Posted Nov 2 2017 | By Julia Park

APPG for London’s Planning and Built Environment

It was a really good APPG session earlier this week, arranged by Peter Murray and chaired by Rupa Huq, the Labour MP for Ealing Central and Acton. The topic was ‘How can we deliver genuinely affordable, high quality homes to Londoners? What can city leaders do to address the crisis?’ Even more pertinent since the new stats released last week show that London needs at least 66,000 new homes per year and that 65% of those need to be affordable. It was a star panel, admittedly biased to the left, but Patrik Schumacher was in the audience and managed to redress the balance single-handedly.

  • James Murray (Deputy Mayor for Housing) kicked off with an overview of the scale of the problem, some of the steps they have taken already and other steps they plan to take. They seem determined to do their best working in partnerships with LAs, HAs and private developers.
  • David Montague (CEO of L&Q) addressed the question 'What is the biggest challenge…’, and cited land supply, funding and skills/capacity.
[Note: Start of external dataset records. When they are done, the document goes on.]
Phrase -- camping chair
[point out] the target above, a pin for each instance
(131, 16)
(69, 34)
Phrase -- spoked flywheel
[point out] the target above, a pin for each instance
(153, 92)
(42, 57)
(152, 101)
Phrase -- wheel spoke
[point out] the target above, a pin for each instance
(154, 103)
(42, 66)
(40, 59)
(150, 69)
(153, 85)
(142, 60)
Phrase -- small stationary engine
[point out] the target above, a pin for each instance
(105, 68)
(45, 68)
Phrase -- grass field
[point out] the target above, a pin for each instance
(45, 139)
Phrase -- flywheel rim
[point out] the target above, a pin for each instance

  • I was next and answered the question, ‘Are we providing the right types of housing to Londoners?’ - clearly not yet, but some really important steps have already been taken (i.e. this team is thinking and shaping policy in exactly the right way) and 'What should we do to deliver affordable housing while maintaining good quality design?’. My case for maintaining quality went down well, though the audience was largely on-side already. I gave a few examples of where things have taken a worrying turn and suggested a number of practical measures we could introduce to diversify typology, enhance quality without spending more and improve affordability – and some areas where policy could do more. It still seems to me that land value is biggest elephant in the room and if we don’t find a way to tackle that, higher densities (clearly a big part of the strategy) will inflate costs even more.
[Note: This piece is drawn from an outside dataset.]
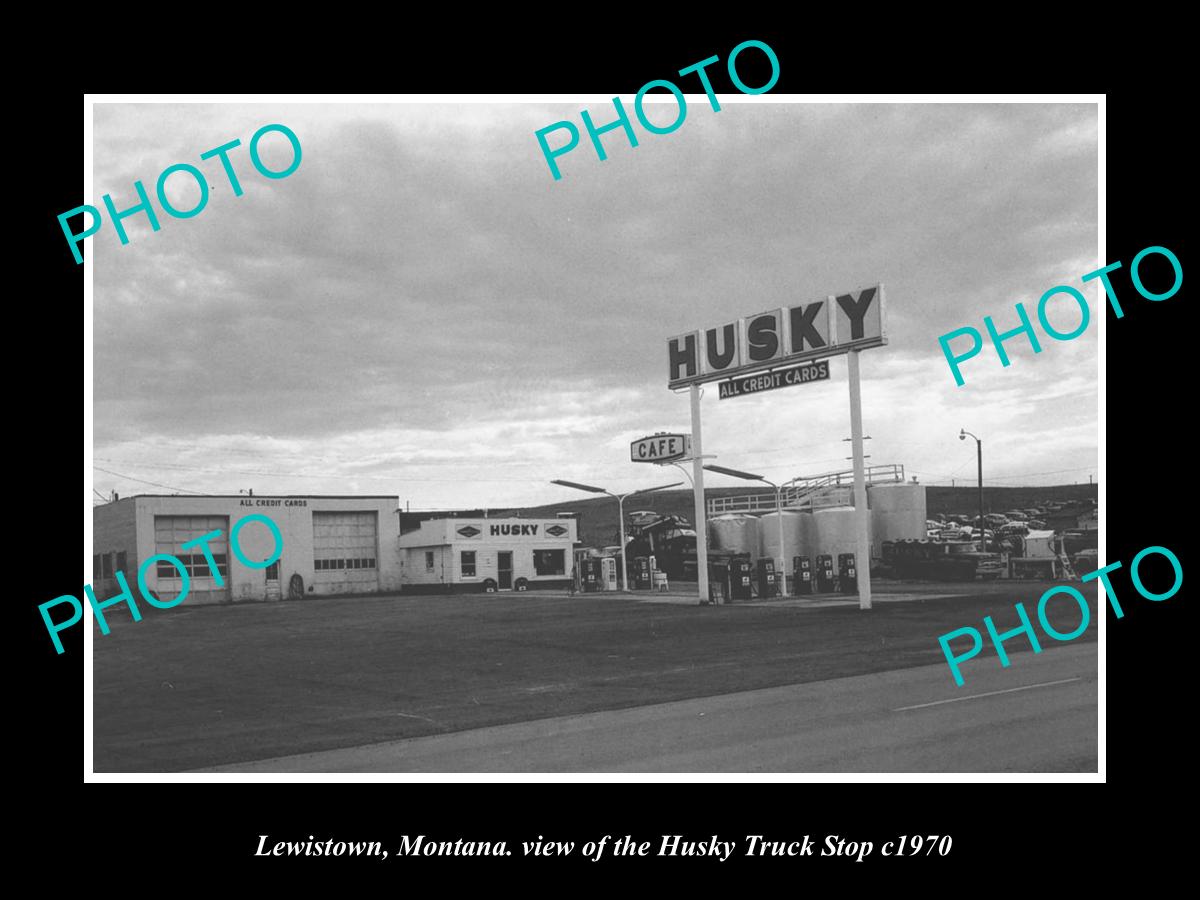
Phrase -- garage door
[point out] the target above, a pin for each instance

  • Heather Cheesebrough (Director of Planning and Strategic Transport, LB Croydon) talked about their innovative approach to small sites and their own housebuilding company, Brick by Brick. She’s also very keen on design review and bolstering expertise within the planning and housing departments.
  • Helen Hayes (Labour MP for Dulwich and West Norward) was brilliant. She spoke on behalf on her constituents, noting that the average local house price is 16x average wage (the 20th worse multiplier nationally). She chose to focus on how meaningless the definition of affordable housing has become and how this has led to cynicism/despair, and a feeling that the government just doesn’t get it. She rightly said that the definition of affordable housing will mean nothing until it’s related to income and applauded the GLA for introducing the new form of affordable housing based on the London Living Rent.
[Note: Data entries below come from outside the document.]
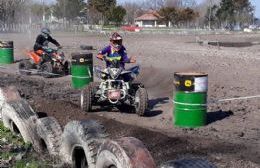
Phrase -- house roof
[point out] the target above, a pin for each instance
(150, 15)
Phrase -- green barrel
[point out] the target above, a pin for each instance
(190, 101)
(6, 52)
(81, 69)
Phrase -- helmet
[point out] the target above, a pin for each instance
(116, 40)
(46, 31)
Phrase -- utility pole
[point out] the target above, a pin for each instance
(43, 13)
(210, 13)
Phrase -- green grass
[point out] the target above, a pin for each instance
(11, 144)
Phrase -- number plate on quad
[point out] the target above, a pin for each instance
(114, 94)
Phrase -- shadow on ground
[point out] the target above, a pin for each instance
(217, 116)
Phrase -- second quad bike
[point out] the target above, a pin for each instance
(48, 63)
(117, 89)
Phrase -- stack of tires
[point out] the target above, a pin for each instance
(82, 144)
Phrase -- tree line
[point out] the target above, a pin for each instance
(178, 13)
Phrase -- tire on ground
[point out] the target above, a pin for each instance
(50, 132)
(8, 94)
(80, 142)
(187, 163)
(20, 118)
(127, 152)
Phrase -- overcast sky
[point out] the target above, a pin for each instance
(255, 3)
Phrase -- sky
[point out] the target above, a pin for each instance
(255, 3)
  • Andy Slaughter (Labour MP for Hammersmith and former shadow housing minister) berated the approach of successive governments, but particularly the 2010 Coalition, and made a business case for more investment in housing and infrastructure.

Too many speakers all with too much to say in five minutes each, so not much time for questions or drinks, but great to hear such a consensus and a fair amount of optimism that the government will have to listen, and act on, at least some of it.